Two things strike me about those quotes. First, they were right. From the viewpoint of the United States and its allies, invading Crimea made no sense, legally or strategically. Second, it didn't matter: Putin plays by his own set of rules, and it's dangerously naive not to realize that.
Ukraine is illustrative of a flaw in Obama's worldview that consistently undermines his agenda, both foreign and domestic. He thinks being right is good enough. From fights with Congress over the federal budget and his nominations, to gun control, immigration reform, health care, and Syria, the president displays tunnel-vision conviction, an almost blinding righteousness. I'm right. They're wrong. Why isn't that enough?
With such certitude, Obama finds it hard to see why anybody would oppose him, which makes it almost impossible to earn new allies. He's also slow to realize when some fault lies with him. The result is Obama's legacy of "Right, but …" moments.
Americans don't favor military action in Syria and can't stomach genocide.

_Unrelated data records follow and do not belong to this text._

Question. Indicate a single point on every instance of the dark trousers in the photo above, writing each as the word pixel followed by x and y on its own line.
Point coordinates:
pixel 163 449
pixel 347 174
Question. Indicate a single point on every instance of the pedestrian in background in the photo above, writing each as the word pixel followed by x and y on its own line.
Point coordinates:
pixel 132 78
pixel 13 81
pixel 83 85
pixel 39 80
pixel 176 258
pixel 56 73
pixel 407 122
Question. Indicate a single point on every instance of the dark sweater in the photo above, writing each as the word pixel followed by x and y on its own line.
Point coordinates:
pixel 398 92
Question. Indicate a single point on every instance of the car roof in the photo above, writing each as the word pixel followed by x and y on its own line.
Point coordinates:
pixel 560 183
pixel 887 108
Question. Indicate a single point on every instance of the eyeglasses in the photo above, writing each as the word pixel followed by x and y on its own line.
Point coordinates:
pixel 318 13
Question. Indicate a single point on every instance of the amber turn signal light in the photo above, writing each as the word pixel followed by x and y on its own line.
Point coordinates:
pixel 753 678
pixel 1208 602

That may be right, but wavering on a "red line" and dithering on a decision projected weakness. Months later, Syria is flouting chemical-weapons deadlines imposed in the deal that Obama cut via Russia.
Punishing a lawyer for the crimes committed by a client defies sacred constitutional principles. That may be right, but perhaps there was another qualified candidate to be the nation's top civil-rights enforcer beside Debo Adegbile, who years ago represented a cop killer. If Adegbile was the most qualified candidate, the White House didn't work hard enough and long enough to stiffen the spine of Democratic senators. Insisting on a Senate vote and then losing sets a precedent that defense lawyers can be disqualified for their client's actions. Obama was right on the merits, wrong on the rest.

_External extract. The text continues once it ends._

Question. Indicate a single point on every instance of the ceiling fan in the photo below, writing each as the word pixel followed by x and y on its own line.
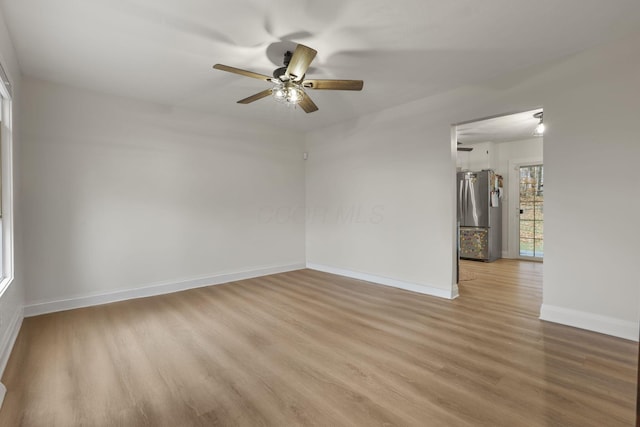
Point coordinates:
pixel 289 82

Most Americans support background checks on guns. Polls show that Obama was right, especially in the immediate aftermath of the Newtown shootings, but he underestimated the strength of the gun lobby and couldn't build a coalition in Congress. Obama himself is frustrated with the inability to translate into legislative successes his campaign's brilliance at mobilizing people to vote. If he had managed to make that leap, gun control might have been the initial beneficiary.
Most Americans support universal health care and want government to help solve big problems like that. He may be right, but Obama's efforts to fold some Republicans into the health reform process were halfhearted, and he happily signed a partisan bill. He's right that Republicans are stubbornly invested in the law's failure, but its rocky implementation is his fault, not theirs.
Most Americans want a "Grand Bargain" on the budget that both raises revenue and restrains entitlements. He's right about that and deserves credit for offering modest entitlement reform, but Obama has blown at least two chances to seize a big deal with the GOP—immediately after his reelection, when he grabbed tax increases outside a broader bargain, and in the spring of 2013, when the GOP signaled its willingness to raise revenue under the guise of tax reform.
Immigration reform is a moral, political, and economic imperative. He's right about that, and the GOP is wrong (if not suicidal) to ignore the problem, but Obama will be judged harshly if he leaves office without the significant changes he promised to the Hispanic community.
Historians score presidents based on what they accomplish with the allies, the enemies, and the circumstances dealt to them. This will not be known as the Era of Republican Obstruction. We are not at the dawn of the Russian Century. Right or wrong, it's on Obama—and that should be enough.